Inquiry condemns roles of Canadians in extraordinary rendition case governments worldwide must follow suit and investigate their roles in sending people to torture

Yesterday, in a landmark finding with major international repercussions, a Canadian Inquiry determined that the actions of Canadian investigators contributed to Maher Arar’s illegal rendition to Syria where he spent a year in detention and was subjected to torture. The inquiry faulted Canadian investigators with:

  • Wrongly sharing intelligence reports with other countries without written conditions about how that information is used;
  • Wrongly providing Americans inaccurate, unfair and overstated evidence about Mr. Arar’s alleged terrorist leanings;
  • Erroneously accepting information about Mr. Arar from Syrians without determining whether it was extracted through torture;
  • Leaking inaccurate details about Mr. Arar to news media to damage his reputation and protect themselves;
  • Hiding their mistakes from top government officials.
  • A lack of a single, coherent approach to efforts to obtain Mr. Arar’s release.

REDRESS, and The Association for the Prevention against Torture and World Organisation against Torture (OMCT), organisations internationally-renowned for their work on the prevention of torture and the promotion of the rights of torture survivors to effective and enforceable remedies, intervened in the inquiry to underscore the international dimensions of the questions under scrutiny.

Despite the growing body of evidence of worldwide complicity in the CIA’s rendition programme, underscored by Swiss Senator Dick Marty’s 14th June Council of Europe report and the recent admission by President Bush of secret CIA prisons, the Canadian Inquiry is one of a kind.

Governments worldwide have failed to look seriously at their roles in renditions and their complicity in torture.

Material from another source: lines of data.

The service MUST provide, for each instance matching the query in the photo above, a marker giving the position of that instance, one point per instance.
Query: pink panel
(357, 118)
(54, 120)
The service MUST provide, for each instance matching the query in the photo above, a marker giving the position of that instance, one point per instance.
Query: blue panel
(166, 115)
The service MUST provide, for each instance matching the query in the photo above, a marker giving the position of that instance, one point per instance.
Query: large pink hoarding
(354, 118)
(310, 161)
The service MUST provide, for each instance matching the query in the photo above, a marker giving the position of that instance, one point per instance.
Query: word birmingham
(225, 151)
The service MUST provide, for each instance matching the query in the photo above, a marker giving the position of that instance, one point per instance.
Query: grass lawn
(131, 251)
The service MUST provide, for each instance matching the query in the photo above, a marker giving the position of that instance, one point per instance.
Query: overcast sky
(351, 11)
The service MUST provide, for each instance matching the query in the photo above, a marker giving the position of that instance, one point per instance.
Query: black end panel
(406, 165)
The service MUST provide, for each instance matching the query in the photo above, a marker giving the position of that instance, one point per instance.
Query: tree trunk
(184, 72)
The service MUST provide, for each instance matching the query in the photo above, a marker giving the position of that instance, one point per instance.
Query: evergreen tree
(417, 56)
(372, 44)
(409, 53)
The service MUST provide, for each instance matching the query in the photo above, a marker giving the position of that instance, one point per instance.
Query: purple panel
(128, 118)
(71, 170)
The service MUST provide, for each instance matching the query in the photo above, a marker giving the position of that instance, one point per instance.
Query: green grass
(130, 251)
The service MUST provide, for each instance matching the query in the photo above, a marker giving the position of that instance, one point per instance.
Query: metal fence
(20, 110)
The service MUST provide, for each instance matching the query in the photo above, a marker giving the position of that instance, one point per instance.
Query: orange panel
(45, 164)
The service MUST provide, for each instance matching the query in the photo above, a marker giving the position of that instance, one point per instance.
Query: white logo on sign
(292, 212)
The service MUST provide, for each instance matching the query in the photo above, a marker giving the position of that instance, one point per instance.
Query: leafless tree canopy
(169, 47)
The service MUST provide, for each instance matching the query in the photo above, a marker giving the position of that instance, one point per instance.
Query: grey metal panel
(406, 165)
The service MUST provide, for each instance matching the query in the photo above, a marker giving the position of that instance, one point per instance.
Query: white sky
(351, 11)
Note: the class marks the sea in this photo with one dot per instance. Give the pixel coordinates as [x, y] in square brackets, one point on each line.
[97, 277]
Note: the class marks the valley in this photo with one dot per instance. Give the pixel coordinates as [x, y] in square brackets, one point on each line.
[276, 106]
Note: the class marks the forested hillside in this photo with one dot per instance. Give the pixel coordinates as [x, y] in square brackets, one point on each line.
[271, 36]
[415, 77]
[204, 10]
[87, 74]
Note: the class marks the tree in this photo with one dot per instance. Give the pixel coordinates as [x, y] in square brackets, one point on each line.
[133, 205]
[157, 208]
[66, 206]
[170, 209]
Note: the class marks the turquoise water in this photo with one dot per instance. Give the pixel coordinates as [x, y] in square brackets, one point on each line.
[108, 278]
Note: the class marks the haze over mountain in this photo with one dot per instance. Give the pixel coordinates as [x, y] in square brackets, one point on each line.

Much more action is needed if governments’ commitment to eradicate torture, is worth the paper it is written on.

  • We call on Governments worldwide to undertake effective and impartial investigations, duly scrutinised by the public, into all allegations of complicity in the CIA extraordinary rendition programme;
  • We call on Council of Europe Member States to implement the COE proposals issued 30 June, including to “adopt a comprehensive legislative framework for accountability and supervision covering both national and foreign security services which often co-operate closely;”
  • We call on the Canadian Government to implement the recommendations of the Inquiry, including the need to investigate broader patterns of complicity suggested by the renditions of three additional Canadians: Ahmad El Maati, Abdullah Almalki and Muayyed Nureddin, and the need to provide effective forms of reparation to Mr. Arar, such as compensation and apology. The Canadian Government should also consider seriously the findings of this report with a view to determining the civil and/or criminal liability of any Canadian officials as well as the appropriateness of disciplinary action.


Maher Arar, a computer engineer from Ottawa, Canada, was detained in the United States in September, 2002 while in transit in New York. Even though he was traveling on a Canadian passport, US officials sent him to Syria, where he was allegedly tortured and jailed for nearly a year. The Inquiry ( was established amidst serious concerns of Canadian complicity in the rendition.

The Inquiry, set up in 2004, is the first veritable inquiry at the national level into governments’ complicity in the CIA renditions programme. There were repeated challenges by the Canadian Government to the public disclosure of evidence on national security grounds, which have led to the redaction of a portion of the Report. Whilst Commissioner O’Connor, the Chair of the Inquiry was satisfied that all relevant Canadian information to the mandate has been examined,” he has urged “the government to refer this dispute to the Federal Court for an expeditious resolution so that the public might get maximum disclosure.”

REDRESS, The Association for the Prevention of Torture and World Organisation against Torture (OMCT) intervened in this Inquiry alongside 15 Canadian organisations. David Crossin, QC and M. Kevin Woodall of Crossin Coristine Woodall acted on a pro bono basis for the 3 international intervenors.